Kiwi dollar drifts lower
While the unemployment rate remained unchanged at 5.1% in the first quarter—slightly better than the expected 5.3%—the details of the report highlighted persistent underlying weakness in the job market. Employment edged up just 0.1%, in line with forecasts, but wage growth decelerated more sharply than anticipated, with private sector hourly earnings rising at their slowest pace in over two years. The participation rate also dipped slightly, suggesting some labor force withdrawal and hinting at structural softness in the employment landscape.
These figures reinforced expectations that the Reserve Bank of New Zealand will shift to a more accommodative stance. Markets are currently pricing in a 25-basis-point rate cut at the central bank’s upcoming meeting later this month, with at least two more reductions anticipated by year-end amid signs that economic momentum continues to cool. Policymakers are increasingly concerned about sluggish domestic demand, soft housing activity, and a drop in consumer confidence, all of which could weigh further on employment and inflation prospects.
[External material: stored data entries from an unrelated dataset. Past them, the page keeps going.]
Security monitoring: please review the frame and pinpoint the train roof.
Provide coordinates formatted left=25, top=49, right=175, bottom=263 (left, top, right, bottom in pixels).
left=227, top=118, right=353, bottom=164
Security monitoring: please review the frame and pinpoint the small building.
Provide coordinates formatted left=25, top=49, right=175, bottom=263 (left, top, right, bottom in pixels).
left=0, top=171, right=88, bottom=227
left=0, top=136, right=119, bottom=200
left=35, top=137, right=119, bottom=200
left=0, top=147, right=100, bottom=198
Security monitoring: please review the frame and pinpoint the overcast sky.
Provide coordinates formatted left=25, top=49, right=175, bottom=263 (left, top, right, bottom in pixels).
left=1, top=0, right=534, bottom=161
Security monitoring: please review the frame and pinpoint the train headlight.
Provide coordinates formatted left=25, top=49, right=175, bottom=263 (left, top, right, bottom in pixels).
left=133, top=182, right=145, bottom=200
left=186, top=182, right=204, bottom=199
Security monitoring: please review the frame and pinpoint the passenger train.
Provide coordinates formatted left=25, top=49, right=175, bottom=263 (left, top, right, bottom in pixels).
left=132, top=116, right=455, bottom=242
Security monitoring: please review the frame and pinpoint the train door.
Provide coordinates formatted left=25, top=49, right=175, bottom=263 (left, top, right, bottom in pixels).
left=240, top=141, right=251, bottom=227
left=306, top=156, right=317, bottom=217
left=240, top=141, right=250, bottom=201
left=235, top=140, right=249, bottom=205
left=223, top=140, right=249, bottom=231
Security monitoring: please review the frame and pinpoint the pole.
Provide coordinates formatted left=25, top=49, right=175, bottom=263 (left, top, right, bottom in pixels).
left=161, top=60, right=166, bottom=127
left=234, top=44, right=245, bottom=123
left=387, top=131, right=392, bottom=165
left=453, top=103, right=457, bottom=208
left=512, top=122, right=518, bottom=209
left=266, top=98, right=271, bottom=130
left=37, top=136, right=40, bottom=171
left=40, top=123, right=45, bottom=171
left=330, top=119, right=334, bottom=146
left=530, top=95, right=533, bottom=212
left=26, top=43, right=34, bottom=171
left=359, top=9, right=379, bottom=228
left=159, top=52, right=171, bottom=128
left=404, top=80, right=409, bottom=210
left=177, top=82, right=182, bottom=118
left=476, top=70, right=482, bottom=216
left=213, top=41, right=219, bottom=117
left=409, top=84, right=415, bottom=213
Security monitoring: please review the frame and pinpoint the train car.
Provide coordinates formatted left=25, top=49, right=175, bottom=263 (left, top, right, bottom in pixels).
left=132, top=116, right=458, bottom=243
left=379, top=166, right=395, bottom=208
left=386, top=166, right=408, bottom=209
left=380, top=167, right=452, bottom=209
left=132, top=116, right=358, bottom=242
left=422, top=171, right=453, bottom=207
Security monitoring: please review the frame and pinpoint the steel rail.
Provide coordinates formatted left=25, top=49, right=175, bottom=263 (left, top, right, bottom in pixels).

Pressure offset by trade war positive news
Nevertheless, downside pressure on the Kiwi dollar was partially offset by growing optimism over international trade conditions. Hopes for a breakthrough in US-China relations lent support to risk-sensitive currencies, including the NZD. Officials from both countries are scheduled to meet in Switzerland later this week to rekindle trade negotiations, after months of escalating tariffs and retaliatory measures. The talks are seen as a crucial step toward resolving tensions that have disrupted global supply chains and dampened sentiment in export-driven economies like New Zealand’s.
Elsewhere, broader movements in the US dollar and commodity markets also influenced NZD performance. A softer greenback, driven by dovish expectations for the Federal Reserve’s policy outlook and political pressure on rate policy from the White House, helped cushion losses in the Kiwi. Additionally, stabilization in global dairy prices—New Zealand’s top export—offered some fundamental support for the currency, though analysts note that a meaningful rebound in export revenue is needed to shift the RBNZ’s outlook more decisively.
Looking ahead, traders will be closely watching the RBNZ’s monetary policy statement for updated guidance, as well as the outcome of trade discussions in Europe. Any hawkish surprises or signs of progress on the trade front could limit further downside in the NZD, although persistent labor market weakness and dovish central bank expectations remain a key drag.